Von Konkurrenz ist beim Ententreffen absolut nichts zu spüren. Entspannt und locker geht es zu beim gemeinsamen Essen, Ratschen und Flanieren zwischen den Autos: französisches Laissez-faire vor der Samerberger Alpenkulisse.
Es wird nichts verglichen, nichts bewertet. Nur die Ente mit der weitesten Anreise und die älteste erhalten einen Pokal. Mit der ältesten Ente kommt Herbert Meyer aus Raubling. Die Geschichte, wie er zu seiner Ente kam, ist exemplarisch. Für die meisten gibt’s irgendein Jugenderlebnis, das haften geblieben ist. Bei Herbert Meyer war es schlicht die Tatsache, dass das erste Auto aus Geldgründen eine Ente war. 1967 hat er sie erworben, 12 PS hatte sie und war Baujahr 1955.
Bei anderen setzen die Jugenderlebnisse noch früher an – etwa bei Andreas Hlawa, dessen Eltern immer nur zweitürige Autos hatten, die Eltern seines Freundes aber ein viertüriges, eben eine Ente. Eine eigene Tür zum Einsteigen zu haben, war für den Sechsjährigen eine Art Erweckungserlebnis – und so saß der Virus auch bei ihm: Seit ein paar Jahren hat er seine eigene Ente, auch wenn er heute nicht mehr hinten, sondern vorn links einsteigt.

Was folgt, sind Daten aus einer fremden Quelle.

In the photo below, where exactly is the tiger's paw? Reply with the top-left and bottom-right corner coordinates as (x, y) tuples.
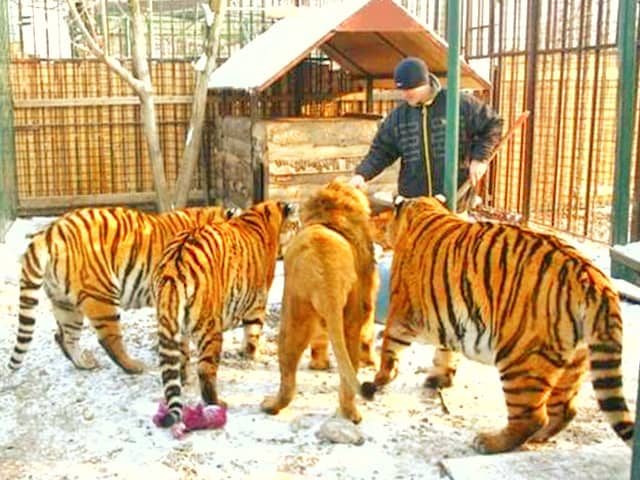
(423, 374), (453, 390)
(260, 395), (282, 415)
(72, 350), (100, 370)
(119, 358), (146, 375)
(309, 356), (331, 370)
(337, 405), (362, 424)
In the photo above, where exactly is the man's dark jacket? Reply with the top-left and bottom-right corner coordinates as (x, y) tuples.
(355, 86), (502, 197)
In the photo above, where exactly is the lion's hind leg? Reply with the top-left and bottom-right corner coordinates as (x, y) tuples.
(309, 322), (330, 370)
(260, 303), (319, 415)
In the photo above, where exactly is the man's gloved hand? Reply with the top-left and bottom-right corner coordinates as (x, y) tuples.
(349, 175), (367, 190)
(469, 160), (489, 187)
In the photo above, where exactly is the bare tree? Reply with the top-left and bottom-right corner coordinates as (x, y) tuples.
(175, 0), (224, 207)
(67, 0), (224, 211)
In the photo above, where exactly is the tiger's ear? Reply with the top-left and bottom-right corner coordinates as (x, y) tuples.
(282, 202), (298, 218)
(393, 195), (408, 217)
(433, 193), (447, 207)
(224, 207), (242, 220)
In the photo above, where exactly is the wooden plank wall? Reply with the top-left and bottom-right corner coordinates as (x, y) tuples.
(10, 59), (201, 212)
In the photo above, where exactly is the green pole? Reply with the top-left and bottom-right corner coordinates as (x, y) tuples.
(611, 0), (640, 480)
(611, 0), (637, 255)
(444, 0), (460, 212)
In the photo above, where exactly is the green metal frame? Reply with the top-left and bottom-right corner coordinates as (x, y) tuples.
(0, 0), (17, 238)
(444, 0), (460, 212)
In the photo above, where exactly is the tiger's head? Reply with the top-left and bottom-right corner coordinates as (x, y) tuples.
(386, 195), (451, 247)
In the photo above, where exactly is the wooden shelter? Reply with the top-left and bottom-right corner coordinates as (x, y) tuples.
(209, 0), (490, 205)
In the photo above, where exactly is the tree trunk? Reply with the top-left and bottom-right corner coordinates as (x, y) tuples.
(174, 0), (226, 207)
(129, 0), (172, 212)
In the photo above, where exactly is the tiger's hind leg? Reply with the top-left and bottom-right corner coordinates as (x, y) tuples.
(51, 300), (98, 370)
(530, 348), (589, 442)
(81, 297), (145, 374)
(260, 305), (318, 415)
(473, 351), (562, 453)
(197, 328), (226, 407)
(424, 347), (460, 389)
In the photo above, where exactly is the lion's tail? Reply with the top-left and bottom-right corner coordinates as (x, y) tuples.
(317, 296), (376, 400)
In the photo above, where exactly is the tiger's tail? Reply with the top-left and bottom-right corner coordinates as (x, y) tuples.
(587, 282), (634, 446)
(155, 277), (185, 427)
(9, 230), (49, 370)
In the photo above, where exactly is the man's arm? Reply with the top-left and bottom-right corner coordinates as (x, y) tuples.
(460, 94), (502, 162)
(352, 112), (400, 183)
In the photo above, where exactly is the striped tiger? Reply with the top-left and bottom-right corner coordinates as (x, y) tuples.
(152, 201), (297, 427)
(9, 207), (235, 373)
(364, 197), (633, 453)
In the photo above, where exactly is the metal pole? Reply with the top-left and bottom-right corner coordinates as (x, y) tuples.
(612, 0), (637, 251)
(522, 0), (540, 221)
(444, 0), (460, 211)
(611, 0), (640, 474)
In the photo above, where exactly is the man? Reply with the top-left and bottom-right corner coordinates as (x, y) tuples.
(351, 57), (502, 197)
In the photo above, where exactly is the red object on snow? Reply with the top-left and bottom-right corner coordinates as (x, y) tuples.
(153, 401), (227, 438)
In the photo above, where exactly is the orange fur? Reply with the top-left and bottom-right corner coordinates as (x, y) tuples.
(9, 207), (234, 373)
(153, 201), (296, 426)
(262, 181), (377, 422)
(374, 197), (633, 453)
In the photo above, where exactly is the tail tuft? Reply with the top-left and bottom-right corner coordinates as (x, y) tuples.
(360, 382), (378, 400)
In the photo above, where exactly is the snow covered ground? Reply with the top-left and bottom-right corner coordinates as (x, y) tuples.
(0, 219), (640, 480)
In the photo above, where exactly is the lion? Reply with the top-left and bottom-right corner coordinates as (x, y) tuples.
(261, 180), (378, 423)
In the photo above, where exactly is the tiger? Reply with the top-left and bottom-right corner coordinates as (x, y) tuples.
(261, 180), (378, 423)
(368, 197), (634, 453)
(9, 206), (237, 374)
(152, 200), (297, 427)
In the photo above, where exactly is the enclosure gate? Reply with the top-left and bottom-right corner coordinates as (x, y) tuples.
(465, 0), (640, 243)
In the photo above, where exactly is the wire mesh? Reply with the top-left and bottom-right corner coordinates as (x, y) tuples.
(467, 0), (638, 243)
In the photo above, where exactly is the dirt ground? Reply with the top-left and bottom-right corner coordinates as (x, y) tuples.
(0, 219), (640, 480)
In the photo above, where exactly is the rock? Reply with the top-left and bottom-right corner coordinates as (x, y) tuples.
(316, 417), (364, 445)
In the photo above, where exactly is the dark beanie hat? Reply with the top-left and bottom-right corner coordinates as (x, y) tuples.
(393, 57), (429, 90)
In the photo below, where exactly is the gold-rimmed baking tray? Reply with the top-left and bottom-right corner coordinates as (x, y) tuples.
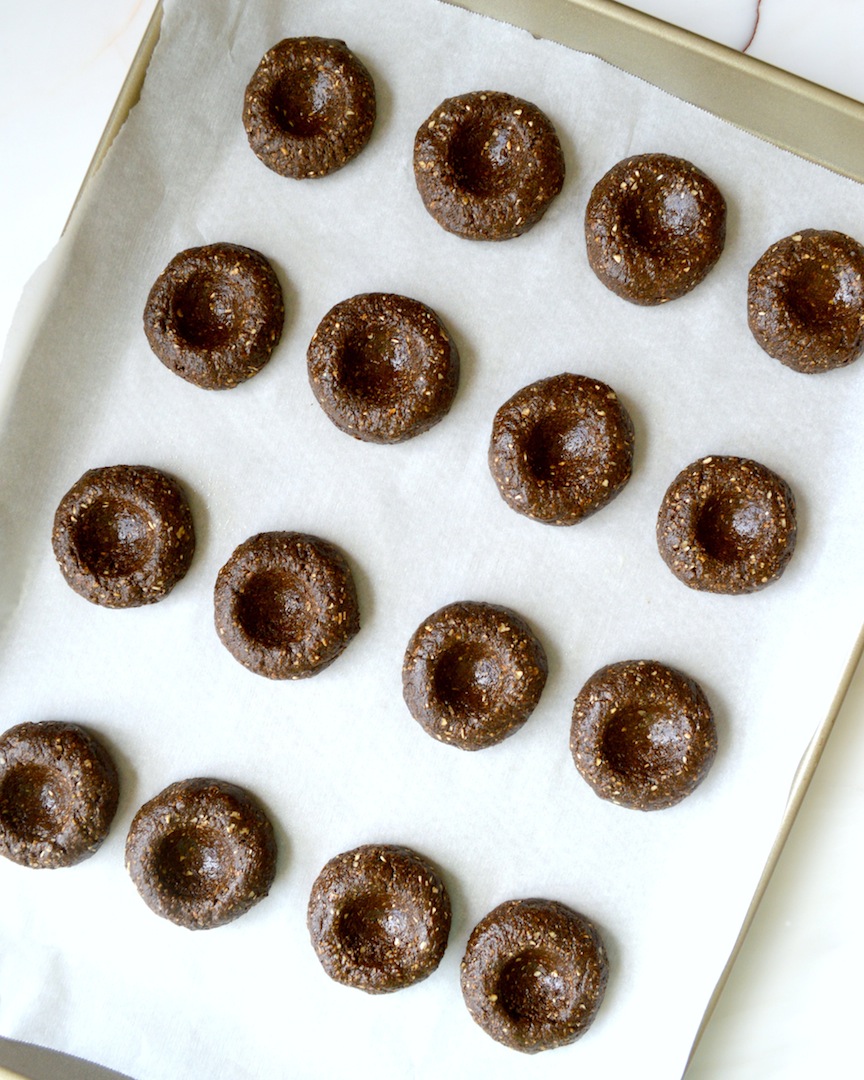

Zurück zu Herbert Meyer: Vor ein paar Jahren hatte er die Chance, seine Jugendente quasi wiederzubekommen, mit Baujahr 1970 ebenfalls ein „Oldie“ und ähnlich ausgestattet wie die erste. „In Mönchengladbach hab‘ ich sie abgeholt“, erzählt er. „Als ich eingestiegen bin, war das wie ein Zeitreisen-Flash. Auf einen Schlag war ich wieder der junge Mann von damals, ich wusste noch genau, wo Schalter und Hebel sind, was man tun muss, um diese alten Enten zu starten.“
Ab in den Süden auf 1200 Kilometern
Wie viele Entenpiloten nutzt er seinen 16-PS-Oldie fast täglich, macht abends kleine Ausfahrten. Mit gesenkter Stimme verrät Meyer ein Geheimnis: „Manchmal, wenn verkehrsmäßig nicht viel los ist, fahr ich mit ihr sogar auf die Autobahn.“ Und noch leiser: „Was soll ich Ihnen sagen? Hundert!“
Aber natürlich ist für fast alle, auch für Raimo Jensen aus Dänemark, der den Pokal für die weiteste Anfahrt bekommt, die Langsamkeit der eigentliche Reiz an der Ente. Beruflich arbeitet Jensen auf einer Bohrplattform in der Nordsee. Im Urlaub setzt er sich dann ans Steuer seiner Ente und begibt sich auf große Fahrt.
Auf so einer Tour hat er in der Bretagne zufällig vom Treffen in Törwang erfahren. An lange Strecken gewöhnt, haben ihn auch die 1200 Kilometer von Dänemark zum Samerberg nicht geschreckt: „Ich fahre nur mit 60, maximal 80. Bei diesem Tempo bin ich auch nach Stunden am Steuer nicht verspannt oder ermüdet. Im Gegenteil: Das ist die reinste Erholung.“
Dass Enten auf große Fahrt gehen, ist keine Seltenheit. Manche fahren zu den großen internationalen Ententreffen, andere einfach so in den Urlaub. Das Ehepaar Johannes und Monika Lübeck hat mit seiner zum kleinen Wohnmobil umgebauten Kastenente schon 226000 Kilometer in ganz Europa zurückgelegt. Rainer und Ulrike Pongratz aus Landsberg fahren mit Ente und angehängtem, leichten und zusammenklappbaren Wohnwagen oft nach Frankreich.
Dort wird die Ente, in Frankreich im Vergleich zu Deutschland lange vernachlässigt, langsam wieder Kult, berichtet Rainer Pongratz. Man sehe immer mehr junge Leute, die mit Kind und Kegel und Ente unterwegs sind.
Es kann gut sein, dass sich bald auch in Deutschland junge neue Entenfahrer finden. Nicht, weil sie sich ohne Weiteres eine leisten könnten (gut erhaltene Enten sind mit Preisen zwischen 12000 und 16000 Euro kein Schnäppchen mehr), sondern sich die „Döschewos“ von Eltern und Onkeln ausleihen dürfen oder sogar erben. Dank der genial einfachen Konstruktion halten Enten mit gutem Rostschutz und ein bisschen Pflege ewig.
Rainer Pongratz fasst mit einer Aufschrift auf seiner Ente den Reiz des Entenfahrens und den Geist des Törwanger Treffens zusammen. „Ceci n’est pas une voiture – c’est un art de vivre“ steht da. Frei übersetzt: Eine Ente ist kein Auto. Eine Ente ist ein Lebensstil.